Boundary detection is a method that can be used to find the exterior edges of an object in a binary image. This technique works by analyzing an image point’s connectivity neighbours as seen in the left side of Figure 10. By examining the neighbours to an image point the next point on the boundary can be found. Notice how in the left side of Figure 10 the starting point of the boundary trace which is coloured gray has no surrounding neighbours which have the same color intensity value. This means that there would be no boundary starting at that point. The left side of Figure 11 shows a binary image of an object. The right side of Figure 11 shows the boundary of this object found by using boundary detection.

                      
Figure 10. Neighbour Tracing[10]


 
Figure 11. Boundary Detection[11]


Maya
Maya is a commercial 3D application that can be used for all purposes of 3D modeling and most applications in 3D production. Maya has a very powerful NURBS modeling engine.


Matlab

Matlab is a technical computing software package that has a wide range of features including image processing and algorithm development.

Contents


Procedure

Hardware Overview

The hardware configuration for this project was designed as seen in Figure 12. This setup uses a stepper motor to rotate a 3D object 360 degrees while recording the object through its trajectory using a camera that has the capability to record a 20 second video at 15 frames per second. This camera was positioned directly in front of the object in a stationary position. Directly behind the object was an LCD monitor that was used as a uniform light source for generating the silhouette of the object.

Hardware Overview

Figure 12. Hardware Overview[11]


Algorithm Overview

The algorithm used to generate the 3D model from the silhouette images of an object was written in Matlab[1]. Here are the steps that make up the algorithm sequentially as seen in Figure 13. 

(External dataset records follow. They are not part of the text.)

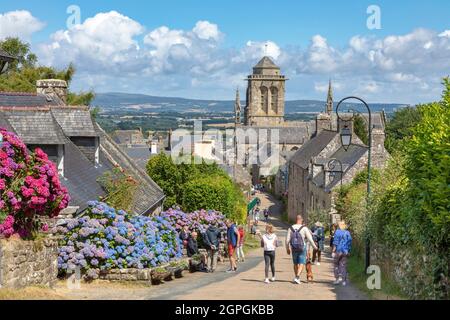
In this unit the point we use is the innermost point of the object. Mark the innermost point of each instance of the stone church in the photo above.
(264, 111)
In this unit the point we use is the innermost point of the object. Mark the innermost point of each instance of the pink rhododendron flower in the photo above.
(32, 187)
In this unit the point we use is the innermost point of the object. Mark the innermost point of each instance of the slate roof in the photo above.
(140, 154)
(312, 148)
(35, 126)
(148, 193)
(288, 135)
(75, 121)
(348, 159)
(81, 177)
(25, 99)
(266, 63)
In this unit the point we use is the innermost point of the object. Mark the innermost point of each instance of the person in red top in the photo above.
(240, 246)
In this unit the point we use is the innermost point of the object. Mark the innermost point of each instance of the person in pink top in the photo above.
(240, 247)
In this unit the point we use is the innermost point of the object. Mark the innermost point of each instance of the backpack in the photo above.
(296, 241)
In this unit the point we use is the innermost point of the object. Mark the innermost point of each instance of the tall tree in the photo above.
(23, 73)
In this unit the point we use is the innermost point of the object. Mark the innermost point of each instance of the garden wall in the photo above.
(25, 263)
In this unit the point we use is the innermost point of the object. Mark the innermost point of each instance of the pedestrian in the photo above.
(256, 216)
(212, 241)
(269, 242)
(253, 228)
(319, 238)
(332, 231)
(192, 244)
(296, 243)
(232, 240)
(309, 255)
(184, 235)
(342, 244)
(266, 215)
(240, 247)
(192, 249)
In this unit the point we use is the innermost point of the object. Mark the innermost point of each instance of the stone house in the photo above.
(312, 183)
(78, 146)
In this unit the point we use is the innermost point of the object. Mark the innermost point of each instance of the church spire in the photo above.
(237, 108)
(330, 99)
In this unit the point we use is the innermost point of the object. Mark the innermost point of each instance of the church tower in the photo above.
(265, 95)
(329, 108)
(237, 108)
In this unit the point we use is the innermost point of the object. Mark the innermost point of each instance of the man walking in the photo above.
(342, 244)
(296, 243)
(233, 239)
(212, 241)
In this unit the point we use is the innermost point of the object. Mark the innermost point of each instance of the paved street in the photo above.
(247, 283)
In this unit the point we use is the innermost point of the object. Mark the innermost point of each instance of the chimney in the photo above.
(53, 88)
(323, 122)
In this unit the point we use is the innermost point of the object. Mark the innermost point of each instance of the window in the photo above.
(264, 99)
(274, 99)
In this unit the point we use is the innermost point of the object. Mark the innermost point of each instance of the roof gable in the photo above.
(312, 148)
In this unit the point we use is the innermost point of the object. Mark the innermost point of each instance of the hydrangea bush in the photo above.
(106, 238)
(197, 220)
(29, 188)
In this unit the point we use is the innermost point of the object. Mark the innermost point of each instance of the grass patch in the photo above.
(251, 242)
(389, 289)
(30, 293)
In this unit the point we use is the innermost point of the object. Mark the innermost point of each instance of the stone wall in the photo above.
(25, 263)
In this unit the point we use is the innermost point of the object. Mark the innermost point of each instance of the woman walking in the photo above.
(319, 239)
(240, 248)
(270, 242)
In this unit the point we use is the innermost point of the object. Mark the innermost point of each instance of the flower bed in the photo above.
(106, 239)
(29, 188)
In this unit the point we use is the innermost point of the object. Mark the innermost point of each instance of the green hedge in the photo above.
(409, 213)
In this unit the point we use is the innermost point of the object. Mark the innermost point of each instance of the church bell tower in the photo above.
(265, 95)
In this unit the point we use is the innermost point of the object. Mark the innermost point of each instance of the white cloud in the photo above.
(20, 24)
(112, 52)
(103, 42)
(206, 30)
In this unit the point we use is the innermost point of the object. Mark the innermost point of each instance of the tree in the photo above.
(166, 174)
(400, 127)
(25, 71)
(360, 129)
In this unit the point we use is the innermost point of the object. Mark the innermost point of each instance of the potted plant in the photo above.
(195, 262)
(177, 268)
(159, 274)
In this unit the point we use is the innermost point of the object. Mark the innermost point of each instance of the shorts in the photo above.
(231, 249)
(299, 257)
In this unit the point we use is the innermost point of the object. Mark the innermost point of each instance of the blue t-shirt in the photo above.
(342, 241)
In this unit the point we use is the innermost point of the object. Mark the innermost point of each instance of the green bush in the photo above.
(409, 212)
(194, 185)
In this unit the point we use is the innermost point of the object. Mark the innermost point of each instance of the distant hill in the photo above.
(137, 103)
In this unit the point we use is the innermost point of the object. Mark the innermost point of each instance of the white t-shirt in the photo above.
(270, 241)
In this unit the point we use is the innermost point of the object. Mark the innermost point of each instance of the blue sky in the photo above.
(203, 49)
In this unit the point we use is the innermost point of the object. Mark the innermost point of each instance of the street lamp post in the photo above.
(346, 139)
(5, 60)
(332, 168)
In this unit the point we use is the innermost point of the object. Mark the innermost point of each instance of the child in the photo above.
(240, 248)
(270, 242)
(342, 243)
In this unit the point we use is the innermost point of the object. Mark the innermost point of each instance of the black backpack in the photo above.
(297, 243)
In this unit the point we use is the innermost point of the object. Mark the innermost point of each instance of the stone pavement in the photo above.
(248, 283)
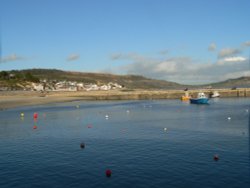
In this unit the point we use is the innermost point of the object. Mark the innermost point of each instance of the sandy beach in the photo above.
(12, 99)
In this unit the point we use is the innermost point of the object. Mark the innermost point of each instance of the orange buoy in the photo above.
(35, 115)
(82, 145)
(216, 157)
(108, 173)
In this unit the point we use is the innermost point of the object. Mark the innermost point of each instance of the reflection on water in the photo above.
(161, 143)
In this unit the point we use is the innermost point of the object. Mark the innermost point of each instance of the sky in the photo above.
(185, 41)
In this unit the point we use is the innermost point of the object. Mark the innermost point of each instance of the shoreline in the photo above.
(13, 99)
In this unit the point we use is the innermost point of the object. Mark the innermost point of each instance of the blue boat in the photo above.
(201, 99)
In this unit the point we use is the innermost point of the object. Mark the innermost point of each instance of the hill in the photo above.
(128, 81)
(16, 79)
(242, 82)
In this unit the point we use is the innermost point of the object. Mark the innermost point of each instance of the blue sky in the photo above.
(187, 41)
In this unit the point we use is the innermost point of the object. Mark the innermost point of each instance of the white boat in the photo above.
(201, 99)
(214, 94)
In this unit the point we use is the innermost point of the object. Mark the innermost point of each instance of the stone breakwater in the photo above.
(12, 99)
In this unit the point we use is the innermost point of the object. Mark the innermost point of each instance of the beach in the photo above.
(12, 99)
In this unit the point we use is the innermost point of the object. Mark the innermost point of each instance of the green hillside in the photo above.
(17, 79)
(128, 81)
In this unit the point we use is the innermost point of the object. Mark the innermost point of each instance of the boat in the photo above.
(185, 97)
(214, 94)
(201, 99)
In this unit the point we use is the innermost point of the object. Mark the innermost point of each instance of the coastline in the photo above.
(13, 99)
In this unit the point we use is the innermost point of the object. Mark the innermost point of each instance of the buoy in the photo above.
(35, 115)
(108, 173)
(216, 157)
(82, 145)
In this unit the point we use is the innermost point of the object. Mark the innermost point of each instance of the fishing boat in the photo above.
(185, 97)
(201, 99)
(214, 94)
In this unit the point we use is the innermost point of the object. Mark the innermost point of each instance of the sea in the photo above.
(144, 143)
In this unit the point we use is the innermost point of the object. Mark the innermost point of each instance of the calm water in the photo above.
(131, 142)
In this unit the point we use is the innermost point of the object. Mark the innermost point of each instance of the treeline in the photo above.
(18, 76)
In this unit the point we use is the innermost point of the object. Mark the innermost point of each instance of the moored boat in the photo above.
(185, 97)
(201, 99)
(214, 94)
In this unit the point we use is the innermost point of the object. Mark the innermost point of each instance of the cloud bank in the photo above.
(12, 57)
(73, 57)
(212, 47)
(185, 70)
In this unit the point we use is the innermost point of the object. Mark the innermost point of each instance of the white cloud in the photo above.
(183, 70)
(246, 44)
(232, 60)
(228, 52)
(73, 57)
(212, 47)
(12, 57)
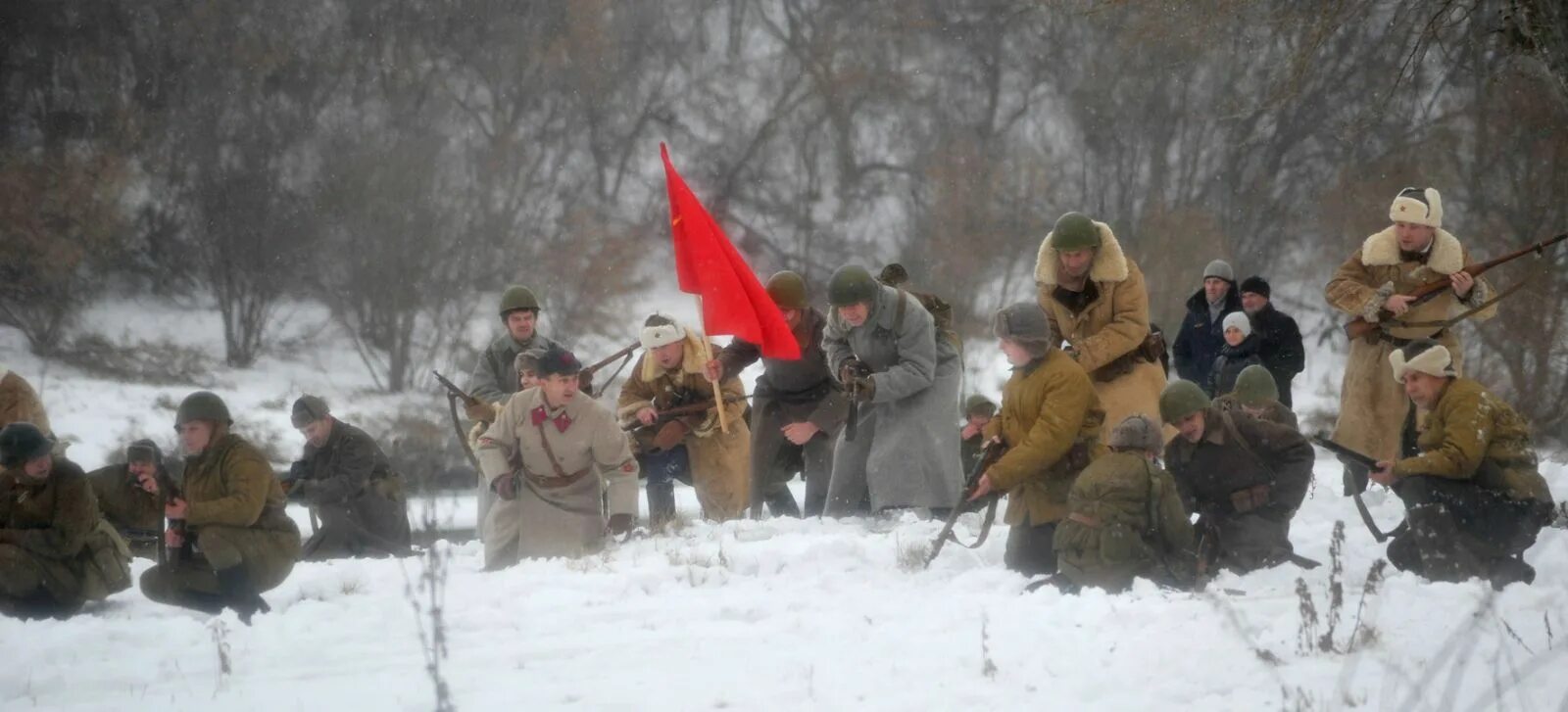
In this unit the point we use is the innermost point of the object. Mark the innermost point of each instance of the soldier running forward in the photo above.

1.  Bring video from camera into Matlab.

2.  Split video into separate frames and use thresholding function to minimize background noise.

3.  Generate a Radon transform sinogram matrix that contains each slice from all the rotations of the object.

4.  Use inverse Radon transform to reconstruct slice data stored in the sinogram as a projection image.

5.  Use thresholding function, edge detection and boundary detection on the projection images to locate where the exterior edges of the slice reside.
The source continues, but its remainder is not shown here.